機能性シルクや医療用タンパク質の生産など、カイコを使った新しい産業が注目されています。これらの産業では昆虫工場でカイコを大量に飼育する必要があります。

本研究成果を足がかりに、コストや質の点でさらに改良した人工飼料を開発できるかもしれません。また、人工飼料を食べずクワでしか飼育できないカイコの系統もいますが、それらの系統にも適用できる飼料の開発も期待されます。このようにクワがなくてもどこでもカイコが飼育できるようになれば、カイコがタンパク質生産の世界的ツールになっていくかもしれません。

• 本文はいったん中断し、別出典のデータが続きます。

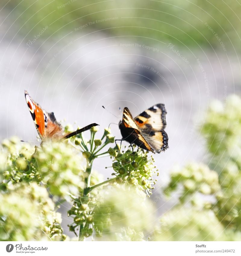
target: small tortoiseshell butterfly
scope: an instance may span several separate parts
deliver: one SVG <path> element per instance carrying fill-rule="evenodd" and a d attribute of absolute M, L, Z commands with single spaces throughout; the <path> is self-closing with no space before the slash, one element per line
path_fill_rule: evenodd
<path fill-rule="evenodd" d="M 131 146 L 134 143 L 153 153 L 164 151 L 168 148 L 168 136 L 164 130 L 166 114 L 165 105 L 157 104 L 133 118 L 125 108 L 119 125 L 122 139 L 116 140 L 126 141 Z"/>
<path fill-rule="evenodd" d="M 53 112 L 48 113 L 42 109 L 30 97 L 26 90 L 24 91 L 24 94 L 30 114 L 42 141 L 46 138 L 57 140 L 67 139 L 89 130 L 93 126 L 99 125 L 97 124 L 91 124 L 75 131 L 68 134 L 64 134 L 64 128 L 57 122 Z"/>

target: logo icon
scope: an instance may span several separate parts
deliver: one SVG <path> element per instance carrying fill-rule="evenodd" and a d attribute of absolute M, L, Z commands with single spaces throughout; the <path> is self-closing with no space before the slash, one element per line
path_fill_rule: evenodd
<path fill-rule="evenodd" d="M 11 244 L 9 244 L 6 247 L 6 250 L 8 252 L 11 252 L 13 250 L 13 245 Z"/>

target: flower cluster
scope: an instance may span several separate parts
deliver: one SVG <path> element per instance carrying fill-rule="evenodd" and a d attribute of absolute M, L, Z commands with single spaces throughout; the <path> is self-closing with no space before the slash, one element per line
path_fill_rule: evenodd
<path fill-rule="evenodd" d="M 238 235 L 240 238 L 240 235 Z M 175 207 L 164 214 L 151 240 L 156 241 L 217 241 L 233 240 L 210 210 Z"/>
<path fill-rule="evenodd" d="M 65 199 L 83 190 L 83 159 L 68 144 L 50 141 L 35 149 L 14 138 L 4 141 L 2 145 L 5 150 L 0 154 L 2 188 L 11 188 L 23 181 L 42 182 L 53 196 Z"/>
<path fill-rule="evenodd" d="M 151 194 L 157 180 L 153 176 L 159 175 L 152 156 L 149 157 L 148 152 L 142 149 L 133 152 L 128 149 L 117 154 L 116 150 L 110 148 L 109 151 L 111 156 L 114 156 L 112 165 L 114 172 L 112 175 L 115 176 L 115 181 L 119 184 L 128 183 Z"/>
<path fill-rule="evenodd" d="M 153 220 L 152 208 L 146 198 L 131 187 L 118 186 L 100 189 L 97 196 L 80 198 L 68 212 L 73 218 L 70 230 L 77 235 L 82 226 L 82 238 L 92 235 L 93 239 L 120 240 L 129 234 L 128 240 L 141 240 Z"/>
<path fill-rule="evenodd" d="M 241 231 L 241 99 L 214 102 L 207 113 L 201 131 L 208 134 L 210 164 L 219 173 L 221 188 L 214 209 L 225 226 Z"/>
<path fill-rule="evenodd" d="M 19 183 L 0 194 L 1 241 L 63 240 L 60 214 L 47 189 L 36 183 Z"/>
<path fill-rule="evenodd" d="M 181 191 L 178 194 L 180 203 L 188 201 L 199 207 L 211 208 L 209 196 L 220 194 L 218 173 L 202 164 L 191 163 L 182 168 L 176 166 L 171 171 L 171 180 L 165 190 L 170 194 L 177 190 Z"/>
<path fill-rule="evenodd" d="M 240 155 L 240 121 L 241 99 L 238 96 L 228 96 L 224 104 L 218 100 L 210 104 L 201 130 L 212 154 L 221 156 L 225 152 L 229 157 Z"/>

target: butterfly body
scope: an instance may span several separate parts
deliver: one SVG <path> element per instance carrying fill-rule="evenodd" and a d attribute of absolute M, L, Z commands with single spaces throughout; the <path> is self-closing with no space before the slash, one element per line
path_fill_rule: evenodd
<path fill-rule="evenodd" d="M 36 130 L 42 141 L 47 139 L 60 140 L 67 138 L 88 130 L 93 126 L 99 125 L 95 123 L 92 124 L 75 132 L 67 134 L 61 125 L 57 121 L 53 112 L 48 113 L 42 109 L 26 90 L 24 91 L 24 95 Z"/>
<path fill-rule="evenodd" d="M 165 105 L 157 104 L 133 118 L 125 108 L 119 123 L 122 140 L 154 153 L 164 151 L 168 148 L 168 136 L 164 130 L 166 113 Z"/>

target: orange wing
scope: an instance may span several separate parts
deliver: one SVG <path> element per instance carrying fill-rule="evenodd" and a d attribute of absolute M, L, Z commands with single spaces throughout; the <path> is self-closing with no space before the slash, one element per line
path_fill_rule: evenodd
<path fill-rule="evenodd" d="M 119 127 L 123 139 L 146 150 L 154 152 L 153 149 L 142 134 L 128 108 L 124 109 L 122 122 Z"/>
<path fill-rule="evenodd" d="M 25 98 L 38 133 L 42 141 L 46 138 L 60 139 L 63 137 L 63 129 L 52 112 L 48 113 L 24 91 Z"/>

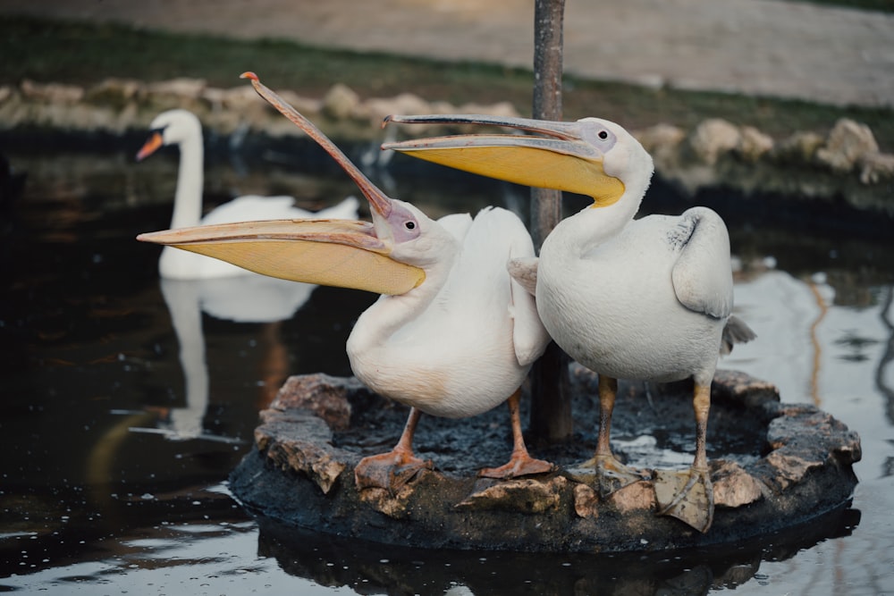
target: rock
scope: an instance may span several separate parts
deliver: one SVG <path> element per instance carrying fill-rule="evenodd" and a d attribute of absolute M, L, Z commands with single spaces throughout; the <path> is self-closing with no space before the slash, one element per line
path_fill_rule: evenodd
<path fill-rule="evenodd" d="M 432 112 L 428 102 L 413 93 L 401 93 L 394 97 L 375 97 L 364 102 L 366 116 L 374 125 L 381 125 L 385 116 L 417 114 Z"/>
<path fill-rule="evenodd" d="M 270 409 L 308 409 L 322 418 L 330 428 L 343 431 L 350 424 L 350 402 L 348 396 L 362 390 L 356 379 L 336 382 L 334 377 L 317 373 L 289 377 L 270 404 Z"/>
<path fill-rule="evenodd" d="M 692 153 L 708 165 L 715 164 L 721 155 L 738 148 L 741 140 L 738 128 L 720 118 L 705 120 L 688 138 Z"/>
<path fill-rule="evenodd" d="M 231 475 L 231 490 L 250 512 L 274 518 L 284 531 L 314 528 L 413 548 L 562 553 L 741 541 L 814 519 L 852 495 L 852 464 L 860 456 L 856 433 L 813 406 L 780 403 L 771 383 L 719 373 L 709 437 L 737 446 L 742 460 L 710 462 L 717 505 L 711 529 L 702 533 L 658 516 L 652 481 L 600 499 L 588 481 L 569 473 L 593 453 L 597 378 L 576 365 L 570 373 L 576 421 L 589 438 L 581 433 L 569 443 L 535 449 L 532 455 L 559 466 L 555 472 L 506 481 L 477 477 L 478 469 L 500 463 L 511 449 L 505 412 L 495 408 L 463 420 L 425 416 L 415 448 L 435 469 L 421 470 L 393 491 L 358 487 L 354 466 L 394 444 L 406 409 L 356 379 L 315 374 L 290 379 L 262 413 L 256 449 Z M 612 419 L 619 433 L 692 432 L 691 382 L 655 384 L 651 402 L 644 390 L 641 383 L 621 382 Z M 344 430 L 333 428 L 346 420 Z M 750 454 L 743 445 L 751 446 Z M 619 453 L 629 458 L 634 451 Z"/>
<path fill-rule="evenodd" d="M 336 83 L 324 96 L 321 112 L 333 120 L 347 120 L 355 114 L 359 105 L 360 97 L 353 89 Z"/>
<path fill-rule="evenodd" d="M 816 152 L 825 143 L 822 135 L 799 131 L 778 143 L 771 157 L 780 164 L 806 165 L 815 162 Z"/>
<path fill-rule="evenodd" d="M 762 484 L 735 462 L 721 461 L 712 470 L 714 485 L 714 505 L 742 507 L 754 503 L 763 496 Z"/>
<path fill-rule="evenodd" d="M 456 507 L 468 510 L 501 509 L 528 514 L 546 513 L 559 508 L 561 492 L 567 484 L 568 480 L 564 476 L 555 476 L 548 482 L 533 478 L 488 481 L 484 488 L 477 490 Z"/>
<path fill-rule="evenodd" d="M 169 96 L 183 99 L 199 99 L 205 91 L 207 84 L 201 79 L 187 79 L 181 77 L 171 80 L 149 83 L 147 91 L 159 96 Z"/>
<path fill-rule="evenodd" d="M 36 83 L 30 79 L 21 81 L 21 94 L 29 99 L 45 104 L 72 105 L 84 98 L 84 88 L 60 83 Z"/>
<path fill-rule="evenodd" d="M 743 161 L 756 164 L 773 148 L 773 139 L 753 126 L 743 126 L 736 153 Z"/>
<path fill-rule="evenodd" d="M 866 153 L 859 161 L 860 181 L 877 184 L 894 179 L 894 155 L 884 153 Z"/>
<path fill-rule="evenodd" d="M 852 172 L 868 154 L 877 154 L 879 145 L 865 124 L 842 118 L 835 123 L 823 147 L 816 152 L 817 161 L 833 172 Z"/>
<path fill-rule="evenodd" d="M 635 132 L 633 136 L 652 155 L 656 164 L 673 164 L 678 161 L 686 131 L 679 126 L 655 124 Z"/>

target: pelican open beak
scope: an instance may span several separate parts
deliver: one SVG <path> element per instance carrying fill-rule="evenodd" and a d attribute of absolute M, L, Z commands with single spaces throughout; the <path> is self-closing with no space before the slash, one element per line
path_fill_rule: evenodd
<path fill-rule="evenodd" d="M 598 133 L 587 121 L 557 122 L 477 114 L 435 114 L 388 116 L 383 126 L 388 122 L 482 124 L 533 132 L 539 136 L 454 135 L 385 143 L 382 148 L 516 184 L 594 197 L 597 204 L 613 202 L 624 193 L 623 182 L 603 169 L 603 160 L 611 144 L 591 138 Z"/>
<path fill-rule="evenodd" d="M 244 79 L 261 97 L 295 122 L 354 180 L 374 215 L 387 218 L 392 199 L 374 185 L 310 121 L 263 86 L 253 72 Z M 392 241 L 375 226 L 350 220 L 274 220 L 197 226 L 140 234 L 156 242 L 219 258 L 271 277 L 319 285 L 403 294 L 421 284 L 419 267 L 391 258 Z"/>
<path fill-rule="evenodd" d="M 403 294 L 422 269 L 388 256 L 373 224 L 352 220 L 271 220 L 200 225 L 140 234 L 138 240 L 214 256 L 292 281 Z"/>

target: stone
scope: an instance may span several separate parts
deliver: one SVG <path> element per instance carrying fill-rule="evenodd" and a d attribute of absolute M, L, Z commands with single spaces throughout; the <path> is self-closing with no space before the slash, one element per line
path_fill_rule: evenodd
<path fill-rule="evenodd" d="M 764 134 L 754 126 L 743 126 L 741 129 L 741 138 L 736 153 L 745 162 L 756 164 L 765 155 L 772 151 L 773 139 L 770 135 Z"/>
<path fill-rule="evenodd" d="M 359 105 L 360 96 L 354 89 L 336 83 L 324 96 L 321 112 L 333 120 L 347 120 L 354 115 Z"/>
<path fill-rule="evenodd" d="M 741 139 L 742 135 L 735 124 L 721 118 L 710 118 L 696 127 L 687 140 L 696 159 L 714 165 L 722 155 L 738 148 Z"/>
<path fill-rule="evenodd" d="M 835 123 L 823 147 L 816 152 L 817 161 L 833 172 L 852 172 L 864 155 L 879 152 L 879 144 L 865 124 L 848 118 Z"/>
<path fill-rule="evenodd" d="M 795 132 L 777 143 L 770 156 L 780 164 L 803 167 L 814 163 L 816 152 L 825 142 L 822 135 L 815 132 Z"/>
<path fill-rule="evenodd" d="M 878 152 L 864 154 L 859 162 L 860 181 L 878 184 L 894 179 L 894 155 Z"/>
<path fill-rule="evenodd" d="M 690 527 L 698 516 L 687 512 L 684 521 L 658 516 L 654 481 L 600 499 L 588 480 L 569 473 L 595 449 L 597 378 L 574 363 L 569 372 L 576 422 L 587 429 L 586 438 L 529 445 L 534 457 L 556 464 L 554 472 L 504 481 L 477 476 L 511 450 L 505 411 L 494 408 L 462 420 L 423 416 L 414 448 L 434 469 L 422 469 L 393 491 L 358 487 L 353 467 L 393 446 L 406 408 L 356 379 L 314 374 L 291 378 L 262 412 L 256 448 L 231 475 L 231 490 L 249 512 L 274 518 L 285 532 L 314 528 L 424 549 L 562 553 L 704 548 L 803 524 L 846 508 L 851 498 L 852 464 L 860 457 L 856 433 L 814 406 L 780 403 L 772 383 L 719 371 L 709 447 L 735 445 L 741 460 L 710 462 L 716 504 L 711 528 L 703 533 Z M 618 436 L 691 433 L 691 382 L 653 384 L 650 401 L 642 383 L 622 381 L 612 426 Z M 618 451 L 637 457 L 623 446 Z"/>
<path fill-rule="evenodd" d="M 736 462 L 716 462 L 711 473 L 714 505 L 737 508 L 754 503 L 763 496 L 762 484 Z"/>
<path fill-rule="evenodd" d="M 502 509 L 519 513 L 539 514 L 559 507 L 561 491 L 568 484 L 564 476 L 555 476 L 548 482 L 533 478 L 513 478 L 498 483 L 488 482 L 477 490 L 458 508 L 470 510 Z"/>

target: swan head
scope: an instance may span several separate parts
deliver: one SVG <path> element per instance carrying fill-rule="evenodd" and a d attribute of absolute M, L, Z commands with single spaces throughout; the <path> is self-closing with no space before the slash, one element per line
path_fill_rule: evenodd
<path fill-rule="evenodd" d="M 443 114 L 389 116 L 385 122 L 514 129 L 519 133 L 453 135 L 386 143 L 383 148 L 517 184 L 590 196 L 594 206 L 612 205 L 628 196 L 641 199 L 654 170 L 652 157 L 633 135 L 601 118 L 559 122 Z M 635 192 L 628 192 L 628 187 Z"/>
<path fill-rule="evenodd" d="M 181 109 L 163 112 L 149 123 L 149 138 L 137 153 L 137 161 L 146 159 L 161 147 L 201 139 L 202 124 L 196 114 Z"/>
<path fill-rule="evenodd" d="M 372 222 L 275 220 L 140 234 L 138 239 L 215 256 L 272 277 L 404 294 L 452 262 L 456 240 L 419 209 L 373 184 L 319 129 L 246 73 L 256 90 L 316 140 L 369 203 Z"/>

また、「触診→試し咬み→咀嚼」という行動そのものは植物を食べる昆虫の多くで報告されており、2段階認証システムは他の昆虫でも使われていると考えられます。これらの研究が進めば、害虫の味覚を撹乱させて作物の食害を防ぐ新しい害虫防除法の開発につながるかもしれません。


ーー今後の研究への意気込みを教えて

今回の研究は、50年前でもできたような実験技術ばかりを使っており、現代の技術が発達したから可能になったものではありません。生物学の基本である観察の大切さ、つまり生き物そのものをしっかり見つめながら研究していくことの重要性を改めて感じました。

今後は、最先端の技術もきちんと駆使して、昆虫の味覚システムをより詳細に明らかにしていくことで、昆虫と特定の植物との関係が進化の歴史の中でどのように成立してきたのかに迫りたいと思っています。また、そこから得られた知見をカイコの産業利用や害虫防除、生物多様性の保全などあらゆる方面に活用することにも積極的に取り組みたいです。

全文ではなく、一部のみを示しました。